Она была очень верная и заботливая. С широкой доброй улыбкой. Умело готовила, стирала, гладила.
– Ах, майн готт! Зекс киндер, кайн брот! – приговаривала она, подметая пол.
Тайком курила у мусоропровода. Быстро-быстро, две-три затяжки «Беломора».
И вот запила. Пила по выходным, уходя неизвестно куда. Возвращалась и ложилась спать, не сказав ни слова. Утром не могла встать. Жена оставалась дома.
– Выгонять надо, – сказал я.
– Жалко очень, – сказала жена. – Куда она пойдет? Может, попробуем полечить?
На следующий раз она не вернулась вечером. Пришла в понедельник днем, совсем пьяная. Жена была на работе, с дочкой сидел я.
– А что? – задиристо сказала баба Зина. – Зашли в ресторан, выпили по сто грамм…
Притащила из комнаты детское белье, бросила его в ванну, открыла воду. Не сняв пальто, села на край ванны.
– Баба Зина, – сказал я, – собирайся.
– Где ж мне ночевать? – сказала она. – Пока билет куплю?
– Где ночевала, там и ночуй.
– Не простишь? – сказала она.
– Нет, – сказал я.
Обняла мою дочку. Взяла чемодан. Ушла.
Вечером пришла жена. Я сказал, что выгнал бабу Зину. Жена заплакала. Дочка тоже.
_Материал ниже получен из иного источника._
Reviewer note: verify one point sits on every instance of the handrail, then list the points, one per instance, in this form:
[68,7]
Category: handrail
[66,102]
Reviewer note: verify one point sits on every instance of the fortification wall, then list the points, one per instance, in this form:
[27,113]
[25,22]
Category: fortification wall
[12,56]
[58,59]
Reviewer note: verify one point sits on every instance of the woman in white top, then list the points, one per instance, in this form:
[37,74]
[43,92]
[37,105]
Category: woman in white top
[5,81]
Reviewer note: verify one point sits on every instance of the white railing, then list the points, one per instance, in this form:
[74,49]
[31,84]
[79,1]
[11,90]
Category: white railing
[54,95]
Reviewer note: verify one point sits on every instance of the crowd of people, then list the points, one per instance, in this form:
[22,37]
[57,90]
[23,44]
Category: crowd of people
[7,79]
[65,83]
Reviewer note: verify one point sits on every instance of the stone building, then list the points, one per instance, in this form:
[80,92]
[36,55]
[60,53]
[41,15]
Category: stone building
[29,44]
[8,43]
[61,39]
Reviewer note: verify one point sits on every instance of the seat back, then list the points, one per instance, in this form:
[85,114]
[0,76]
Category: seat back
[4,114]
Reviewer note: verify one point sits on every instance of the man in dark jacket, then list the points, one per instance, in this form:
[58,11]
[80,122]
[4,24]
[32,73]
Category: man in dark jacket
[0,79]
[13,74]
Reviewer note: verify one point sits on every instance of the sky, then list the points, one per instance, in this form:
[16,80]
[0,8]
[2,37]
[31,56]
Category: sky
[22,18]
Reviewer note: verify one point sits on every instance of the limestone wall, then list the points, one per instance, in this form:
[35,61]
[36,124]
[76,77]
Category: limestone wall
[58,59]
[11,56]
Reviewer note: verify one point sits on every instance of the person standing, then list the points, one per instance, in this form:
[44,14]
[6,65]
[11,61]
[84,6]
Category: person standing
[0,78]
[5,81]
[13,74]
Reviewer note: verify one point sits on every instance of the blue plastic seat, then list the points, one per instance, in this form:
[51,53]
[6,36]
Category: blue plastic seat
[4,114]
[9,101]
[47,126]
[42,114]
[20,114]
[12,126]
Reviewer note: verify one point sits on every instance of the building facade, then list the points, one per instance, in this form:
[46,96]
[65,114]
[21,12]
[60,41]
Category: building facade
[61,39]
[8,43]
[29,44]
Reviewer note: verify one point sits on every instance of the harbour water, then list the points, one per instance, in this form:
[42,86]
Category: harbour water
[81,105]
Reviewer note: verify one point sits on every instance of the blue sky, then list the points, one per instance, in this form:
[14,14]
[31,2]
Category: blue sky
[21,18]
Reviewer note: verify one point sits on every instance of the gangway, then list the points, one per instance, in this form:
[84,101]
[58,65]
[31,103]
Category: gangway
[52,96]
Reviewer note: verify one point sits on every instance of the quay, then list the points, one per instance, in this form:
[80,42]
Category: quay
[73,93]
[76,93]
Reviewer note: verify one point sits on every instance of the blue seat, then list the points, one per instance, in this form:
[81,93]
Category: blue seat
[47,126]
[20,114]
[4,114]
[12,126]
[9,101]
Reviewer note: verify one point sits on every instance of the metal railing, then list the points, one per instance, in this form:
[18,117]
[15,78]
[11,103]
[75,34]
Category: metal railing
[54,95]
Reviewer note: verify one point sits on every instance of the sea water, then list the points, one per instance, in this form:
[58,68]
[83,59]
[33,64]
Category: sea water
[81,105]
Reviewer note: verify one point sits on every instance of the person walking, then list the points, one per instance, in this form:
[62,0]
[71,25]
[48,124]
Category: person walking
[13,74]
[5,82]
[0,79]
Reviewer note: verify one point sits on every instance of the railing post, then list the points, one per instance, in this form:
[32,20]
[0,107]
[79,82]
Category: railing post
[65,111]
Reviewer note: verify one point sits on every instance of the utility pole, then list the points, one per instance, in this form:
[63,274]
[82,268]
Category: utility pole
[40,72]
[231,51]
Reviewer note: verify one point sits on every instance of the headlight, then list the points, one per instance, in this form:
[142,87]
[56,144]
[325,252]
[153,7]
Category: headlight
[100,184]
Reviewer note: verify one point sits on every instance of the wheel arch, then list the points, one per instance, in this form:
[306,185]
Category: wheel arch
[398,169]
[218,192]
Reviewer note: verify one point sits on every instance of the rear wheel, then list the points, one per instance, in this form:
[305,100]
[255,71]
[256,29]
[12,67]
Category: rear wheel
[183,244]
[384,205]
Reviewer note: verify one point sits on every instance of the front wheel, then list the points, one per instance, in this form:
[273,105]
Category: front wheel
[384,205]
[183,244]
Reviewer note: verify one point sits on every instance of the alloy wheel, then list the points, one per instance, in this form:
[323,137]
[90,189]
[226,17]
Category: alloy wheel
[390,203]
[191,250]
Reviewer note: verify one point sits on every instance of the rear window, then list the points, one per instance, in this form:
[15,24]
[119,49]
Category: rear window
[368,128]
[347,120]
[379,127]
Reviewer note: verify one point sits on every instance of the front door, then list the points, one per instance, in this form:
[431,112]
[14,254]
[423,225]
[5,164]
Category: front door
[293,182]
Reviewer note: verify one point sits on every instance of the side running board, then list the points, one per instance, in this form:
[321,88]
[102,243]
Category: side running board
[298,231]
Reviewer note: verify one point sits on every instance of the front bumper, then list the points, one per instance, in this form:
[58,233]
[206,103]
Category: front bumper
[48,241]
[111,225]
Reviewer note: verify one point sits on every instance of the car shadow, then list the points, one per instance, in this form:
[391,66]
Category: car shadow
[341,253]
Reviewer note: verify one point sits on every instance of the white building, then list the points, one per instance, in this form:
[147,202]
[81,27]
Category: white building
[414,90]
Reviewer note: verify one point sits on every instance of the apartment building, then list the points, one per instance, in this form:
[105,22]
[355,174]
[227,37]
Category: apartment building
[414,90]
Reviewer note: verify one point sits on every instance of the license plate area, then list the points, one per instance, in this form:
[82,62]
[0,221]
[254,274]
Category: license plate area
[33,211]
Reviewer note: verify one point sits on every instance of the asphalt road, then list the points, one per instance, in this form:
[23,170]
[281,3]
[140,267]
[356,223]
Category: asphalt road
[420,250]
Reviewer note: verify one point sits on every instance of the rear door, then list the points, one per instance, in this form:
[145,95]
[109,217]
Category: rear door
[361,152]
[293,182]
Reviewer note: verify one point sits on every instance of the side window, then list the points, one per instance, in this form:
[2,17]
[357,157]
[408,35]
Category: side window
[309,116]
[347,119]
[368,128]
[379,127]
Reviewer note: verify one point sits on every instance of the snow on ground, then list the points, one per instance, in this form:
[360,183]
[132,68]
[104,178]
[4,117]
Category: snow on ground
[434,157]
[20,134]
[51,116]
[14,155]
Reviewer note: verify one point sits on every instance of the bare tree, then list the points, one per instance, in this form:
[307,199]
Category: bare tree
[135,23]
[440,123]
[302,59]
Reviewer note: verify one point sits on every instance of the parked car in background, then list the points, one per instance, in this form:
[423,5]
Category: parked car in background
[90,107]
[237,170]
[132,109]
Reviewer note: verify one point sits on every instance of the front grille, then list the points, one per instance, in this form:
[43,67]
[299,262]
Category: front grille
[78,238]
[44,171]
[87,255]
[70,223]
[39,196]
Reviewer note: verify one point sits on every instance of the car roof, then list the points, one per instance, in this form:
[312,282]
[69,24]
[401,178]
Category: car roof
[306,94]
Лет через пять женщина, которая ее нам рекомендовала, написала письмо. Что баба Зина работала весовщицей в овощном, потом умерла от рака. Родных у нее не было. Просила нам низко поклониться.
За что?
Если будет нужно
ледяное время
Дочь простого служащего, она с детства оказалась у самого подножия властной горы. Так получилось – жила в одном дворе со всем Политбюро. Однажды утром вышла, как всегда, в школу – а во дворе тишина и пустота, ни одной машины у дубовых подъездов. Дворник объяснил: – Сегодня ночью взяли всех врагов народа.